Q2: Why must you use nonblocking I/O with edge-triggered epoll?
With edge-triggered, you must read all available data on each event notification. That means reading in a loop until read() returns EAGAIN (no more data available). If the fd is in blocking mode, when the buffer becomes empty, read() will block indefinitely waiting for new data rather than returning EAGAIN. This deadlocks your event loop. Nonblocking mode ensures read() returns immediately with EAGAIN when no more data is available, so your loop can exit and process other events.
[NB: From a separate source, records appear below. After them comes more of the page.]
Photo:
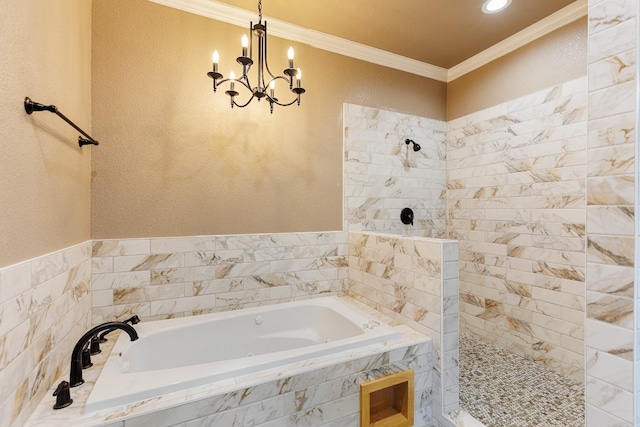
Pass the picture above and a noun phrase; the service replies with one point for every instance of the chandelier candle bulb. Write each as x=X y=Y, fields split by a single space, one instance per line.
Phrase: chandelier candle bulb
x=264 y=75
x=216 y=59
x=290 y=55
x=245 y=45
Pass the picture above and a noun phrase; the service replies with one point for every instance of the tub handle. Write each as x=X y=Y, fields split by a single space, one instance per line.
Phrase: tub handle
x=63 y=395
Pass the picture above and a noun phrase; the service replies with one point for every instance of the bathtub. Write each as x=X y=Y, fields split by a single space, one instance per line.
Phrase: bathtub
x=177 y=354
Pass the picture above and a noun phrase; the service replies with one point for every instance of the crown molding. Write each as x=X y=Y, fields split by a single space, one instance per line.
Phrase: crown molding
x=564 y=16
x=241 y=17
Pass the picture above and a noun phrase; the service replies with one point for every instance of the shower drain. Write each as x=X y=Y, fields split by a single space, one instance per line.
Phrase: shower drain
x=477 y=373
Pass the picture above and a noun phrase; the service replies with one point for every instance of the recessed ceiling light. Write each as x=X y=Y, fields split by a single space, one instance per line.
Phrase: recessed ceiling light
x=493 y=6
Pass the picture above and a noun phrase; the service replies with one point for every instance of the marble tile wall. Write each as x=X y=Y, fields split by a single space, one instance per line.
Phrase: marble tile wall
x=44 y=308
x=611 y=222
x=517 y=205
x=415 y=281
x=383 y=175
x=160 y=278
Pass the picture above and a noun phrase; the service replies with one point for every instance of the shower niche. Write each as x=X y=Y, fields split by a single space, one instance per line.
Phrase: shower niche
x=387 y=401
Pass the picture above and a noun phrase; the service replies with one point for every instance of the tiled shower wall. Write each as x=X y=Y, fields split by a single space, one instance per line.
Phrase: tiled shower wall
x=611 y=229
x=415 y=281
x=516 y=203
x=383 y=175
x=45 y=305
x=171 y=277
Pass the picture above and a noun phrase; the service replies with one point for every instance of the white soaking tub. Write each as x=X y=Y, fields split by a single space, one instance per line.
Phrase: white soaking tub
x=176 y=354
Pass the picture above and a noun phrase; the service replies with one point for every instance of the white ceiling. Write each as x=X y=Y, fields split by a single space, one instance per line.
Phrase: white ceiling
x=439 y=39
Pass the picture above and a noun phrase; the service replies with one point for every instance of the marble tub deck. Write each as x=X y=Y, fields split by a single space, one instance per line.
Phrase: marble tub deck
x=502 y=389
x=226 y=390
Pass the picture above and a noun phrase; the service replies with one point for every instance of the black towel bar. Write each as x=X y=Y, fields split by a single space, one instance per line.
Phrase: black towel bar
x=30 y=107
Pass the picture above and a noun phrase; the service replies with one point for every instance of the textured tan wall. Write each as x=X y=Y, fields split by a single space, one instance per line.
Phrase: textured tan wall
x=176 y=160
x=553 y=59
x=44 y=175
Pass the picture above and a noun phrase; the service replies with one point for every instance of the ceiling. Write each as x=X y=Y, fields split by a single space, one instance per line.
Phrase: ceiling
x=443 y=33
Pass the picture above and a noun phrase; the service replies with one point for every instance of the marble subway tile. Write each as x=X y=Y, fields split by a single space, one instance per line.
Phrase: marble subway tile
x=614 y=250
x=110 y=248
x=614 y=400
x=613 y=40
x=610 y=309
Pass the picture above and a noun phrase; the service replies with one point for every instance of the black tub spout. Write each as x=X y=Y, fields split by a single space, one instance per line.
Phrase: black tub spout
x=75 y=376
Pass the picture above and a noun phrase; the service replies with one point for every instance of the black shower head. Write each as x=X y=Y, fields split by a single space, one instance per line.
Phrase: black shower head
x=416 y=147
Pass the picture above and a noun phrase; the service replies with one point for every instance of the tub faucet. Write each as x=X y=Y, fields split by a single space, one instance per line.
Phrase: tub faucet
x=75 y=375
x=133 y=320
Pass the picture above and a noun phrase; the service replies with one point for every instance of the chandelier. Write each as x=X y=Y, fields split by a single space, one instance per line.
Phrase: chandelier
x=265 y=81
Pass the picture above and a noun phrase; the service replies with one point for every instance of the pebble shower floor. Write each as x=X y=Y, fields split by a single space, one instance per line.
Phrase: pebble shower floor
x=501 y=389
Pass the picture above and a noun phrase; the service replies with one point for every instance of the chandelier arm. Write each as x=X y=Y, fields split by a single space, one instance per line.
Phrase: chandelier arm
x=242 y=105
x=266 y=58
x=240 y=80
x=275 y=101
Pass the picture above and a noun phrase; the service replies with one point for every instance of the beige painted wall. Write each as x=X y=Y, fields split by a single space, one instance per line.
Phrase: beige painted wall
x=44 y=175
x=176 y=160
x=553 y=59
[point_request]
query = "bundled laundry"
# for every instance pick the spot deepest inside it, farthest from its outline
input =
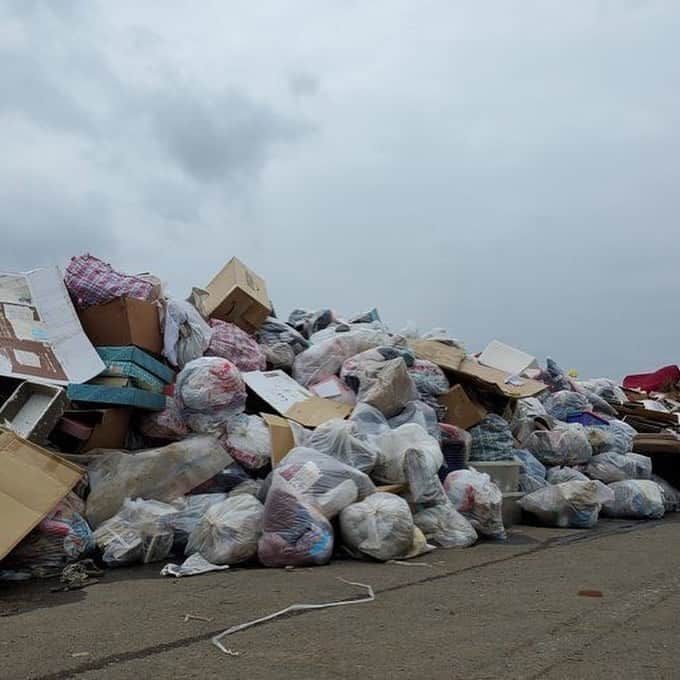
(138, 427)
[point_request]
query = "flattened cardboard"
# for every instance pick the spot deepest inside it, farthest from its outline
(41, 338)
(281, 436)
(506, 358)
(124, 321)
(461, 411)
(237, 294)
(32, 482)
(293, 401)
(466, 368)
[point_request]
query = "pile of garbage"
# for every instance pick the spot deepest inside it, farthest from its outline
(207, 432)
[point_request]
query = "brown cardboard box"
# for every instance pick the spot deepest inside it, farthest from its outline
(32, 482)
(461, 411)
(124, 321)
(239, 295)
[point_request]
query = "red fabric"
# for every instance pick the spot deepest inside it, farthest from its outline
(653, 382)
(93, 282)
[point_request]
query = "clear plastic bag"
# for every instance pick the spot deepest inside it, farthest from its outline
(325, 359)
(393, 445)
(380, 527)
(635, 499)
(478, 499)
(492, 439)
(230, 342)
(209, 391)
(186, 335)
(248, 441)
(338, 439)
(559, 475)
(229, 531)
(566, 444)
(162, 474)
(562, 404)
(136, 533)
(570, 504)
(615, 467)
(167, 424)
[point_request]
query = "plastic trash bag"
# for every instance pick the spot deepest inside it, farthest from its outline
(567, 444)
(248, 441)
(209, 391)
(186, 336)
(162, 474)
(616, 437)
(325, 359)
(62, 537)
(492, 439)
(91, 281)
(531, 472)
(570, 504)
(136, 533)
(635, 499)
(444, 526)
(559, 475)
(562, 404)
(167, 424)
(380, 527)
(476, 497)
(230, 342)
(294, 532)
(229, 531)
(339, 439)
(393, 445)
(614, 467)
(671, 496)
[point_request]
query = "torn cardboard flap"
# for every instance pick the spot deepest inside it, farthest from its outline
(32, 482)
(466, 368)
(293, 401)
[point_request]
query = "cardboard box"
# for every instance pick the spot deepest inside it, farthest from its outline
(124, 321)
(116, 396)
(32, 482)
(293, 401)
(33, 410)
(82, 431)
(466, 368)
(239, 295)
(461, 411)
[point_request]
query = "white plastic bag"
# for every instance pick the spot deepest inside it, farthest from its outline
(161, 474)
(570, 504)
(380, 527)
(186, 336)
(229, 531)
(635, 499)
(476, 497)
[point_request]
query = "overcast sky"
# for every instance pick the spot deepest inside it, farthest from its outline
(503, 169)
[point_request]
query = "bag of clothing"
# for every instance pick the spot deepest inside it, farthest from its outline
(380, 527)
(248, 441)
(209, 391)
(492, 439)
(186, 335)
(567, 444)
(91, 281)
(476, 497)
(229, 531)
(570, 504)
(161, 474)
(230, 342)
(614, 467)
(635, 499)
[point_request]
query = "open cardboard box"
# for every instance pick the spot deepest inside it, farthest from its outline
(32, 482)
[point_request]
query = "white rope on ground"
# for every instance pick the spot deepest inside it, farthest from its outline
(293, 607)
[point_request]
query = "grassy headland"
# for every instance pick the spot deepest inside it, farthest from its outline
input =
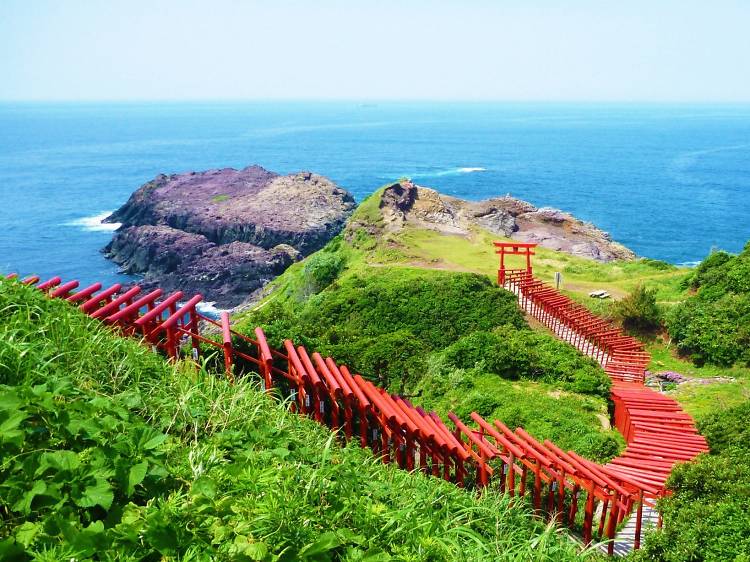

Q3: What is the starvation problem with edge-triggered epoll?
When using edge-triggered mode, you must drain each fd completely. If one fd has a very large amount of data (say 1MB), your loop keeps reading that one fd until EAGAIN, while other fds with pending events wait. This is called starvation — some clients get all the attention while others are ignored. A solution is to read a fixed maximum per event (but then switch back to level-triggered), or maintain a pending-drain list and round-robin through it.
Q4: Does select() support edge-triggered notifications?
No. select() and poll() are always level-triggered. They report an fd as ready as long as the condition is true. Only epoll supports both models — level-triggered by default and edge-triggered when you add the EPOLLET flag. Signal-driven I/O approximates edge-triggered behavior since you get one signal per state change, not continuous signals.
Q5: In terms of performance, which is faster — level-triggered or edge-triggered epoll?
Edge-triggered can be faster in theory because when you drain all data in one shot (until EAGAIN), the kernel’s ready list is cleared and subsequent epoll_wait() calls have less work to do. With level-triggered, the kernel must keep putting the fd back onto the ready list every time you call epoll_wait() while data remains unread. However, the performance difference is usually small compared to actual I/O costs, and the complexity of edge-triggered makes level-triggered the better choice for most applications.